Feb. 18 (UPI) -- North Korea is facing a food shortage of more than 1 million tons, and aid should be provided in a timely manner, the South's unification ministry said.
Minister Lee In-young said Thursday at a meeting of the National Assembly's Foreign Affairs and Unification Committee that the shortage is due to heavy flooding in North Korea last summer.
Citing ministry statistics, Lee said supply is down 200,000 to 300,000 tons this year due to climate change-induced typhoons, News 1 reported.
North Korea is estimated to be short anywhere from 1.2 to 1.3 million tons of food in 2021 after accounting for last year's natural disaster, Lee said.
The top inter-Korean affairs official for Seoul recommended humanitarian cooperation and food aid, which should be pursued on a "separate track from political, economic and security matters."
Last year, Seoul proposed assistance, but Pyongyang ignored the offers. The South's military recently warned that the North was expanding its missile facilities.

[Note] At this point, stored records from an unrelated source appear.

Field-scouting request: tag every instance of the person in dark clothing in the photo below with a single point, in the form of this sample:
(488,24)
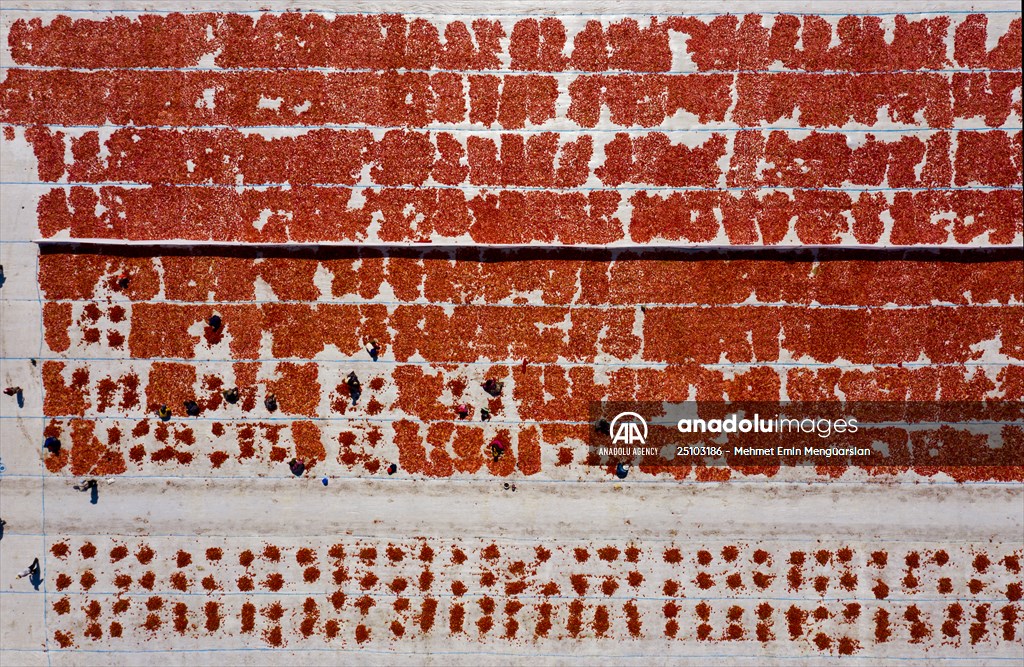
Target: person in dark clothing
(31,571)
(52,445)
(86,485)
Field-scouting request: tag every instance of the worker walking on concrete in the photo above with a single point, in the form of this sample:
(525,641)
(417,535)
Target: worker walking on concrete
(86,485)
(31,571)
(52,445)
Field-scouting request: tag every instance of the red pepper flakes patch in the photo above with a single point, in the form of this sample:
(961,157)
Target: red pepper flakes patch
(179,581)
(87,580)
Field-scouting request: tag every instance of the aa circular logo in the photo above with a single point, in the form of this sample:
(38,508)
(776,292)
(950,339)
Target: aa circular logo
(629,428)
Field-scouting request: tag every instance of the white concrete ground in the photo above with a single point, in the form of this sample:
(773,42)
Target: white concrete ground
(797,512)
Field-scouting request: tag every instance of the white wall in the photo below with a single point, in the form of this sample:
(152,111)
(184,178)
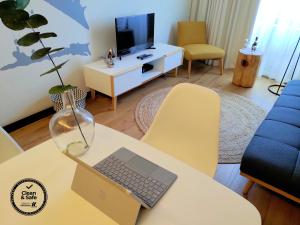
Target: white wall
(23,92)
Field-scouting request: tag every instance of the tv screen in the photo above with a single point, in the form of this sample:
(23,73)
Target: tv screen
(134,33)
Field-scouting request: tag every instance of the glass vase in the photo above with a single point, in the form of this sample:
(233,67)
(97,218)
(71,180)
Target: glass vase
(72,128)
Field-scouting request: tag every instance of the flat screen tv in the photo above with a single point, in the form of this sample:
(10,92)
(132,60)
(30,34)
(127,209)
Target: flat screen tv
(134,33)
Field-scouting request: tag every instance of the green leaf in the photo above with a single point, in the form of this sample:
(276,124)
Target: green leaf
(6,6)
(21,4)
(55,68)
(48,35)
(60,89)
(29,39)
(36,21)
(40,53)
(56,50)
(15,19)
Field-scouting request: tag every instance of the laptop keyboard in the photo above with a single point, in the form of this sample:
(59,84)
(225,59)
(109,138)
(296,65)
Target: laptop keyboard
(146,188)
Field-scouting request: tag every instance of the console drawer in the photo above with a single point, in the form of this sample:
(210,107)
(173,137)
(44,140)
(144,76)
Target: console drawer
(173,61)
(127,81)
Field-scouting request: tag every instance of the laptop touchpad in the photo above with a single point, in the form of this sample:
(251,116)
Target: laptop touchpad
(142,166)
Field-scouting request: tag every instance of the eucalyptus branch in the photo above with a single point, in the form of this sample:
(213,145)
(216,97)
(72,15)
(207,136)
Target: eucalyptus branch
(50,58)
(60,78)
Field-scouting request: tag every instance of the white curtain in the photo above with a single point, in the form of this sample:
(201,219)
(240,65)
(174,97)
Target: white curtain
(278,27)
(229,23)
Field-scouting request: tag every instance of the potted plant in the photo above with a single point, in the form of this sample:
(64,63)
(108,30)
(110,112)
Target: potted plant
(72,128)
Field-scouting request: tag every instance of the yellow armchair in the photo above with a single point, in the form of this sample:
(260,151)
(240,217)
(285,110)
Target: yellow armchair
(192,37)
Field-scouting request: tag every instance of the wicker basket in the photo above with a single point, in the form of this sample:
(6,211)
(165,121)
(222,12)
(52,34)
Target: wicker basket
(79,95)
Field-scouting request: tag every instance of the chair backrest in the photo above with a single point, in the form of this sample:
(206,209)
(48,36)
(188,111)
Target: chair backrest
(191,33)
(187,126)
(8,147)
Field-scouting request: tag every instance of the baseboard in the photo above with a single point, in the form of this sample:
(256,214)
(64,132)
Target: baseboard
(31,119)
(28,120)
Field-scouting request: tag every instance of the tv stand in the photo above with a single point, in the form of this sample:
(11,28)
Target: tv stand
(127,73)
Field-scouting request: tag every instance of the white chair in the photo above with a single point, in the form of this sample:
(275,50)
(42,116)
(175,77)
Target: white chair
(186,126)
(8,147)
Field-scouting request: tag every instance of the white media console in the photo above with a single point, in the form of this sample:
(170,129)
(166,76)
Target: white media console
(127,73)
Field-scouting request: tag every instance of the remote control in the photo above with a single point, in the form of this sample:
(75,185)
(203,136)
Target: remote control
(144,56)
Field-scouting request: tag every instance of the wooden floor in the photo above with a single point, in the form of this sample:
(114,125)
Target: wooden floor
(274,209)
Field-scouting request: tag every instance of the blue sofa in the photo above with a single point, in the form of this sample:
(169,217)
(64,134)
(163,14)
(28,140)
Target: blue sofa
(272,158)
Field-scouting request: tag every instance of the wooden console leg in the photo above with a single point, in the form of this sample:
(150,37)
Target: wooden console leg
(221,61)
(247,187)
(114,103)
(190,68)
(93,94)
(176,72)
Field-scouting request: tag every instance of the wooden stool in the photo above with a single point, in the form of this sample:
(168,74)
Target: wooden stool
(246,68)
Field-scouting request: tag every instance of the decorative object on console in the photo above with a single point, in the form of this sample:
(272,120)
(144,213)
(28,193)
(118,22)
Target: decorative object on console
(246,68)
(110,58)
(254,45)
(239,119)
(64,127)
(79,97)
(14,17)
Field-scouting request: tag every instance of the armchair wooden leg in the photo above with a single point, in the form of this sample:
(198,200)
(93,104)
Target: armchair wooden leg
(247,187)
(221,62)
(190,68)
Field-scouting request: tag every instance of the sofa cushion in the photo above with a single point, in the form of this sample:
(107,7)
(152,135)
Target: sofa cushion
(285,115)
(273,154)
(274,163)
(280,132)
(293,88)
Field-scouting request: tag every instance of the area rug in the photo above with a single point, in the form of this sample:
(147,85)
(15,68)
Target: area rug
(240,118)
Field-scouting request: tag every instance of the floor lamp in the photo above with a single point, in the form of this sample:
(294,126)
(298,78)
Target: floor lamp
(281,85)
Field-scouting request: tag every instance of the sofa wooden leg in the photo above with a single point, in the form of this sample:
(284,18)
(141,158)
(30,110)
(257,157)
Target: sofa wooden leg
(93,94)
(247,187)
(190,68)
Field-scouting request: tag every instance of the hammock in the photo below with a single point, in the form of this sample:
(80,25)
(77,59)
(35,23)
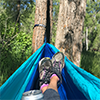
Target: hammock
(77,84)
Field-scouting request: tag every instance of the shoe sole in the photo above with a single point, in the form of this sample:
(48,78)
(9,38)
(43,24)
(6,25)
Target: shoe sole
(59,56)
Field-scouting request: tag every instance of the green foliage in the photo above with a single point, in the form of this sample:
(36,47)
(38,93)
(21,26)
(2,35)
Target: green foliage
(15,46)
(14,54)
(90,62)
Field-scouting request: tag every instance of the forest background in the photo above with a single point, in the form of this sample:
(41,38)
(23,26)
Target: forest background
(16,30)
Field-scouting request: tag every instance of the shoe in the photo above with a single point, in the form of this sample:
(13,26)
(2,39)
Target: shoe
(45,65)
(58,65)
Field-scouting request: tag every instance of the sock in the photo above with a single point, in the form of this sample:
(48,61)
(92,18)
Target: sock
(53,76)
(43,86)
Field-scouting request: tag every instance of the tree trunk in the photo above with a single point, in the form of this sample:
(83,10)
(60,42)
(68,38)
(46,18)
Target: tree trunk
(43,15)
(70,27)
(86,39)
(18,15)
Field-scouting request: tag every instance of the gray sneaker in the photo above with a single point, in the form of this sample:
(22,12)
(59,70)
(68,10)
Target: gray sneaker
(58,65)
(45,65)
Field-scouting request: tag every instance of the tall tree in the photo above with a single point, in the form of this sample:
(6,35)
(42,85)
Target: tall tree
(92,21)
(43,15)
(70,27)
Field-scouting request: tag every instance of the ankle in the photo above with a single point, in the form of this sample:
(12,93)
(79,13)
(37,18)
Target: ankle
(56,78)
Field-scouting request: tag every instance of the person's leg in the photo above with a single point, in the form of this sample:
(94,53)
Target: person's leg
(52,85)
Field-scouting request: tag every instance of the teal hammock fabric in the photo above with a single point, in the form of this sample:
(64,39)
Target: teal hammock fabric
(77,84)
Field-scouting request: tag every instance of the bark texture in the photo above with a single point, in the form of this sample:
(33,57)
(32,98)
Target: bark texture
(43,15)
(70,27)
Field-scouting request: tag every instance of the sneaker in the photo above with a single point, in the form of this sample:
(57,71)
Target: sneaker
(45,66)
(58,65)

Lee, who was briefing lawmakers about the North on Thursday, also said there is no confirmation on the status of the new Pyongyang General Hospital. Construction began last year after Kim Jong Un complained about the lack of adequate medical facilities in the country.
"Although it's not known exactly, one must understand the completed construction of the exterior should be interpreted differently than its internal facilities," Lee said. "It can be assumed that [construction] has been delayed."
Seoul's military recently came under criticism after a North Korean man breached a DMZ buffer zone and was not taken into custody for several hours. Supporters of President Moon Jae-in are pushing back against the criticism, however.
Former South Korean Justice Minister Choo Mi-ae said Thursday on Facebook that the expectations of strictly enforced border security are "foolish," Yonhap reported.
A mass exodus of refugees from North Korea would be unstoppable, Choo said, while comparing South Korean border security expectations to the building of walls at the United States' southern border during the Trump administration, according to the report.